The Southern Governors Forum’s recent position on open grazing has stirred up the hornets’ nest. The decision, which appears to be a holistic approach after years of herder/farmer clashes, banditry and kidnapping in their domains, is receiving both commendation and condemnation.
In a bipartisan resolution after a meeting held at Asaba, the forum explained the rationale for the ban on open grazing, saying, “development and population growth has put pressure on available land and increased the prospects of conflict between migrating herders and local populations in the South.
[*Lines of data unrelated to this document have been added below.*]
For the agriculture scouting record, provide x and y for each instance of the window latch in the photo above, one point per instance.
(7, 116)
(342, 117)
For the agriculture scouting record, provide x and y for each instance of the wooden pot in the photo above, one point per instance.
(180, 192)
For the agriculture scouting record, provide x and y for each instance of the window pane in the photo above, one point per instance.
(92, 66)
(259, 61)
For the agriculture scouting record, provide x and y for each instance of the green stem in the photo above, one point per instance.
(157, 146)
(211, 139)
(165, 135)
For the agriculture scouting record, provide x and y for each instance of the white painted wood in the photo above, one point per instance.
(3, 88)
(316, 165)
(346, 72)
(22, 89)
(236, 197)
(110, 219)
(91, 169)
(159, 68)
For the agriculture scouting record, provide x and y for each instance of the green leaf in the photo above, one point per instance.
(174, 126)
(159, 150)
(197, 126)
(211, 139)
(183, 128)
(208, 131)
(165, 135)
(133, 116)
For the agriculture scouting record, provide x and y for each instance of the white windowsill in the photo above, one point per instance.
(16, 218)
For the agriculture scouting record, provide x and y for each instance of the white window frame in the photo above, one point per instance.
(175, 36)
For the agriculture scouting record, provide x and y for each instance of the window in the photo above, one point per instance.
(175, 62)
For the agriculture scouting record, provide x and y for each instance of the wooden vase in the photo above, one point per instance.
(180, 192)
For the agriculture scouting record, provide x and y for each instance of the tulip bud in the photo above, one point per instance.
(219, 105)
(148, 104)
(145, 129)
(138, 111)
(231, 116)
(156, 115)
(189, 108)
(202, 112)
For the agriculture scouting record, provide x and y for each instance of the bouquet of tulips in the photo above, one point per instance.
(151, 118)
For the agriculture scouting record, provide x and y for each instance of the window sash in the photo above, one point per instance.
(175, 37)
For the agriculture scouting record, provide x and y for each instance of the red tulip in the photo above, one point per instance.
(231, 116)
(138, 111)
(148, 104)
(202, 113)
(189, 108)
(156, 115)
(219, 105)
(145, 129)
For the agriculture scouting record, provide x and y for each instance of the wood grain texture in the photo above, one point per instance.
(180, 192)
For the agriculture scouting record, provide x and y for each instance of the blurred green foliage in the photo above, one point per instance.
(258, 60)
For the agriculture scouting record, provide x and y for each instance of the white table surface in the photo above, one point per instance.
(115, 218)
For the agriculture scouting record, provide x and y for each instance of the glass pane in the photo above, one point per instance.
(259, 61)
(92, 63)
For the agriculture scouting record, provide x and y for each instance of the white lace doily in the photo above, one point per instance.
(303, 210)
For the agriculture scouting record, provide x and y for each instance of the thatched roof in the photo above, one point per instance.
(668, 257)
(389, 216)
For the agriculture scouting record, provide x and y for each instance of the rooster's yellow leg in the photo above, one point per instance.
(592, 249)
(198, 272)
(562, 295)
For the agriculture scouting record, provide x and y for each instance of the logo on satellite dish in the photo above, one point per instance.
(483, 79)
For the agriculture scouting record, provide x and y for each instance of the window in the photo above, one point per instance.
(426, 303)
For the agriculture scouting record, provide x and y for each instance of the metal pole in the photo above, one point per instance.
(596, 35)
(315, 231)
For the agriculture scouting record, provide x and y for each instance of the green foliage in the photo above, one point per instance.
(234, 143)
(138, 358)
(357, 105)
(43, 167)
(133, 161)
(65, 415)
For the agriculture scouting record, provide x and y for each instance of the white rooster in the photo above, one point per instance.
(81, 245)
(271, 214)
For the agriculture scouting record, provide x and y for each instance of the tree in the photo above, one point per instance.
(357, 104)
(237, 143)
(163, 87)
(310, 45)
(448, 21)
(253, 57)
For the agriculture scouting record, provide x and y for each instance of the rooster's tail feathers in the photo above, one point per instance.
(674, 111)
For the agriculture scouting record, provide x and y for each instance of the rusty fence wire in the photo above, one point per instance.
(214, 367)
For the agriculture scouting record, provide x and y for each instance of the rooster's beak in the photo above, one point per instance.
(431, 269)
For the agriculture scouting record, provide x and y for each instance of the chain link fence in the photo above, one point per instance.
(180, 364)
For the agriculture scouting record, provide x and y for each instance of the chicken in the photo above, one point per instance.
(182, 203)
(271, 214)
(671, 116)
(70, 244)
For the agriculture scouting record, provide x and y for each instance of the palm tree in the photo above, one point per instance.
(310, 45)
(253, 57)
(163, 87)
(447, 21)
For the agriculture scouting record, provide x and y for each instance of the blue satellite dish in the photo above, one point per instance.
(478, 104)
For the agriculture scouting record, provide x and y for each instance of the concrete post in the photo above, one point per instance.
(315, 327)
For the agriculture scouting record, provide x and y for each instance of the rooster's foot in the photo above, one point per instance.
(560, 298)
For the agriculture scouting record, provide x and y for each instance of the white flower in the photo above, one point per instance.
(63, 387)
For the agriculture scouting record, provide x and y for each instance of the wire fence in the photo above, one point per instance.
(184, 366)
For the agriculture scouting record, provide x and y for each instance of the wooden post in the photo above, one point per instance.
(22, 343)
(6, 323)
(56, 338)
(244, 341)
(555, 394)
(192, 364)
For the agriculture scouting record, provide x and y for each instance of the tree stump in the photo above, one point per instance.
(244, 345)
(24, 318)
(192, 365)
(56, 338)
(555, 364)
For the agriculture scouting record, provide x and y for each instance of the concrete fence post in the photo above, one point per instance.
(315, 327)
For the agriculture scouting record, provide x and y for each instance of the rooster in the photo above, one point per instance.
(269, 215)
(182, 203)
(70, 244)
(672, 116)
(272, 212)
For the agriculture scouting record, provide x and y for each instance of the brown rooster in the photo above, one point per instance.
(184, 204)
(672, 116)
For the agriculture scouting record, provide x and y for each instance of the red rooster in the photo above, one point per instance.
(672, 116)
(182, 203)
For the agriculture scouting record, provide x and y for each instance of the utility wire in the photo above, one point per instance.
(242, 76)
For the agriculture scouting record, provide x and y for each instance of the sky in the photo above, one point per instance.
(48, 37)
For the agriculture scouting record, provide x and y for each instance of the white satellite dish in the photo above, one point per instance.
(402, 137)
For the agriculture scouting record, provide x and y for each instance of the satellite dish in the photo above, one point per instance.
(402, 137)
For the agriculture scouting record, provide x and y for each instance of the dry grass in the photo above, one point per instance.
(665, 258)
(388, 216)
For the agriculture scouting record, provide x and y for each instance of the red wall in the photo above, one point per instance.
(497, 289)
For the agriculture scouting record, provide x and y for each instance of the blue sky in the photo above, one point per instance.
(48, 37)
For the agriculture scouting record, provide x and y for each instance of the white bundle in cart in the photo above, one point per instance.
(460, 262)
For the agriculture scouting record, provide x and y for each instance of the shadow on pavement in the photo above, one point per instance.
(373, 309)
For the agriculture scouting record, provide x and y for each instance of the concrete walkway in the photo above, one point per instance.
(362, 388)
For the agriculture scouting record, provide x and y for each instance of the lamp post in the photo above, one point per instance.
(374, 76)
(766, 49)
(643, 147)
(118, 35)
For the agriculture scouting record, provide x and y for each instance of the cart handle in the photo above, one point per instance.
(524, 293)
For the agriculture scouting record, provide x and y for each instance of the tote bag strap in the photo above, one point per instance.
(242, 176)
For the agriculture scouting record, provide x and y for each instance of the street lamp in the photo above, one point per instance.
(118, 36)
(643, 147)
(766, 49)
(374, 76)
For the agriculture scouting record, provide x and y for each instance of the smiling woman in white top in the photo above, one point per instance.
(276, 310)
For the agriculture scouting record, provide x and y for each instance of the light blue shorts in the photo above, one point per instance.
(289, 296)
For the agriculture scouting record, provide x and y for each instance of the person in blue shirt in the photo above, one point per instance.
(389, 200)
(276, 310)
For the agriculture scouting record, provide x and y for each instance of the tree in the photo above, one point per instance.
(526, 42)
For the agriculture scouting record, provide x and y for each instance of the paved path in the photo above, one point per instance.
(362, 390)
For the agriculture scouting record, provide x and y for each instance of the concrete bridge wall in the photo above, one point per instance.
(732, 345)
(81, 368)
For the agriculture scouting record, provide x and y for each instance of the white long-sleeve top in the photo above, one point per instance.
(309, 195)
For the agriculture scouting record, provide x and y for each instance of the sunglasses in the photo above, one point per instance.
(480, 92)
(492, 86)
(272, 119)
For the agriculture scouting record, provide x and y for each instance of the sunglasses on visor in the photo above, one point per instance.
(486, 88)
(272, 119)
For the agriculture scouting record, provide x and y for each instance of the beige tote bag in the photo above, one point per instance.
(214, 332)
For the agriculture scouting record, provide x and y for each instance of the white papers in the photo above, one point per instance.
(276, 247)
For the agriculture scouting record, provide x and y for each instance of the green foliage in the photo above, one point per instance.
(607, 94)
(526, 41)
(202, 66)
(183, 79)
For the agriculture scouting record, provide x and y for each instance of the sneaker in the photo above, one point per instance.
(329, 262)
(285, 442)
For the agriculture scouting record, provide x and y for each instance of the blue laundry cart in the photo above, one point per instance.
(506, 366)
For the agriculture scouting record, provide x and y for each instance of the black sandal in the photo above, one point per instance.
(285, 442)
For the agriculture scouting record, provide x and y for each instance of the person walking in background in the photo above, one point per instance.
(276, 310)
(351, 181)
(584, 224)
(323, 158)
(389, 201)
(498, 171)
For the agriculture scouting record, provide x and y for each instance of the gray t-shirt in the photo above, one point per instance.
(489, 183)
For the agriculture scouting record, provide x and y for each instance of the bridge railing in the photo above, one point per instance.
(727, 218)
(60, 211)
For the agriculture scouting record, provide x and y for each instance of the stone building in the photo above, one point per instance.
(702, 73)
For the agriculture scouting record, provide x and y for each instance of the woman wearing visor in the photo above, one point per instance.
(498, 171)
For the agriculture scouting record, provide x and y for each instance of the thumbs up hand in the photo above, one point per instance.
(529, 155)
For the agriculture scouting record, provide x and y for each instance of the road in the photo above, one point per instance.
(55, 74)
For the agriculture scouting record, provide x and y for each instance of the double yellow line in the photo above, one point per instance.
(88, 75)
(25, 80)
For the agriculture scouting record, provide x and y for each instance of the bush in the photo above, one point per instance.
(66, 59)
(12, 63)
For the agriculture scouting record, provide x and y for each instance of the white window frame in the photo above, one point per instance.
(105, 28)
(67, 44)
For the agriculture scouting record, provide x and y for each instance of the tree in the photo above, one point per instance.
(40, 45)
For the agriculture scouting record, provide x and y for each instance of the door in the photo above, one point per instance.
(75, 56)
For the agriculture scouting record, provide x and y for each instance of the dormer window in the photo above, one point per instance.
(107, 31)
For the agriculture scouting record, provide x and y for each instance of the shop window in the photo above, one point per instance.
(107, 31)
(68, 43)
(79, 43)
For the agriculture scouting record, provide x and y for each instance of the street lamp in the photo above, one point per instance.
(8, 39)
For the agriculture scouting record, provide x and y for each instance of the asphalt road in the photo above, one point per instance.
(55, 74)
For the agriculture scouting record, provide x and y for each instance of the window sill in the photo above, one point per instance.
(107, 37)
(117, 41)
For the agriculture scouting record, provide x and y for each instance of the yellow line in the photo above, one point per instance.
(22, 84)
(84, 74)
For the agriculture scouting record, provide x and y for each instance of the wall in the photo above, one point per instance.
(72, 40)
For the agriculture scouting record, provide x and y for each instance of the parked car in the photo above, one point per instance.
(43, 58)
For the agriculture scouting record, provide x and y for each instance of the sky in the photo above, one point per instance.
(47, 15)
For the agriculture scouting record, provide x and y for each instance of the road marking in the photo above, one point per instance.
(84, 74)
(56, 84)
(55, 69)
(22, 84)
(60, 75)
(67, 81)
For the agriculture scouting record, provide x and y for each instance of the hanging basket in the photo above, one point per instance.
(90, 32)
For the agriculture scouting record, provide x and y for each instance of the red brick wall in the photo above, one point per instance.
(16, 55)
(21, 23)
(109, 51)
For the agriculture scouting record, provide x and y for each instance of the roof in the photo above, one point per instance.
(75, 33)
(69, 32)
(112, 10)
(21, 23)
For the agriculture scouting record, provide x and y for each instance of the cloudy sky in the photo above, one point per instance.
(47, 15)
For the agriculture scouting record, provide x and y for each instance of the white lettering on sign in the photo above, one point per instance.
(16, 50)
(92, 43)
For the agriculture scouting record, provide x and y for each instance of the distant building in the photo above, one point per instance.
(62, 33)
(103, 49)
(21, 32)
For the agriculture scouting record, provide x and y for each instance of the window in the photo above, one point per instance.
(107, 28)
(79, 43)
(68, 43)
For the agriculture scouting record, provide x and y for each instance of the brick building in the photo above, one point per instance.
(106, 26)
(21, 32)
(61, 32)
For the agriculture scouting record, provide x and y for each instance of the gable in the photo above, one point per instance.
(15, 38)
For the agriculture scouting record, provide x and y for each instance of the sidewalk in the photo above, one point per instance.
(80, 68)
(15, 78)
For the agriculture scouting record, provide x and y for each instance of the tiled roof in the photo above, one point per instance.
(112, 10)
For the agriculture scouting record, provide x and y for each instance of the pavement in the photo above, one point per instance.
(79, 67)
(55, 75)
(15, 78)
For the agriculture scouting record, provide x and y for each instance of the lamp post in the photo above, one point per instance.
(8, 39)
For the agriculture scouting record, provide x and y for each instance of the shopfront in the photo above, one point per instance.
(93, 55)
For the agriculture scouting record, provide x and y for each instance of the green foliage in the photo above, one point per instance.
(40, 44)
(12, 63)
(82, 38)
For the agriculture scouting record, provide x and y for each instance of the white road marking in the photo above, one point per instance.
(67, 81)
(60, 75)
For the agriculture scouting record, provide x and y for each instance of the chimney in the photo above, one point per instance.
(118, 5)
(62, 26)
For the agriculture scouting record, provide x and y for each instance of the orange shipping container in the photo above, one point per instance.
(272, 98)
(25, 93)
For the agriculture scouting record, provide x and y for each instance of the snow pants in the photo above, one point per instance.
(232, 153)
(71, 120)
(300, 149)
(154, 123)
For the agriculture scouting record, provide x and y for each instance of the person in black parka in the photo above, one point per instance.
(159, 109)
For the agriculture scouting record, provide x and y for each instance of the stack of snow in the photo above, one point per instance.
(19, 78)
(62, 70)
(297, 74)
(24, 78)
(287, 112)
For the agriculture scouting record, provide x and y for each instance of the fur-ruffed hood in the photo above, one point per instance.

Given this scenario, it becomes imperative to enforce the ban on open grazing in the South, including cattle movement to the South by foot.”
Leading an army of benighted antagonists, the country’s chief law officer, Attorney General Abubakar Malami, came up with a weird logic, likening open grazing to selling spare parts – a trade dominated by a certain ethnic stock.
Even in the context of the law, the southern states have rights to give guidelines or regulate how a particular trade should be plied, just the way core northern states regulated how and where liquor should be sold in their states. If Kano was right to ban the sale of drugs in open market in order to check drug abuse and secure the mental/physical health of its people, why should we criticize the southern governors for taking an approach towards ending farmer/herder conflict, kidnapping and banditry? As long as the governors did not call for eviction of herders, there is nothing bad with their decision. It’s a fact that not all herders are criminals, just as not all drug dealers are criminals.
The northerners are the biggest victims of open grazing in Nigeria. Yet, we are the biggest proponents of the practice. If you ask our people the economic benefits of open grazing to their lives or its contribution to the IGR, you can’t get a reasonable answer. In fact cattle tax (jangali), was abolished over 40 years ago in the north.
Now let’s talk about the demerits of this practice. How many lives lost to the farmer/herder crisis in Nigeria, especially in the North? Proponents of nomadism will blame farmers or government for encroaching cattle routes (burtali) as the cause of the crisis. Let’s assume this is true and ask how many farmlands did the government take over from hapless farmers for developments such as roads, irrigation, schools, etc? Who did the farmers kill or kidnap in retaliation?
Bandits masquerading as herders have killed thousands of people in Zamfara, Sokoto, Kaduna, Katsina and Niger States. Tens of thousands of people have been displaced, villages torched and farmlands taken over. In some parts of the north today, travelling by road is as dangerous to our people as crossing croc-infested waters to a herd of wildebeests. As we are today, even our schools and sanctuaries are not spared by the killer herdsmen as students or worshippers are shepherded into bush like rustled cattle. Today in the north, schools located on the outskirts of the towns are either closing or taking lessons with trepidation. Many families have lost their loved ones to banditry. The bandits rape women, orphan children and pauperize families through ransom payments. Yet, we say yes to having killers masquerading as herdsmen in our midst!
Many otherwise legitimate herders have transmuted to killer herdsmen because of the government’s negligence and refusal to take a harsh stance on the matter. Banditry and kidnapping will remain with us as long as we did not call a spade a spade, or treat bandits with kid’s gloves. This is how the issue of Almajiri became intractable in the North. When you criticize Almajiri practice of street begging or birth control, people will attack you for opposing an “Islamic” practice. Had Nigeria devised a way of reforming primitive pastoralism, perhaps we would not be fighting banditry today.
I’ll have no problem with open grazing if Nigeria has capacity to police our forests and farmlands. Nigeria is a country whose police-to-citizen ratio is 1 to 400. If we cannot effectively police our cities, towns and villages, it will be difficult to check criminality in the forests. You can’t encourage a practice that will be difficult to regulate.
If northern leaders do not care about securing our lives, we should not antagonize the southern governors for taking measures to protect their people.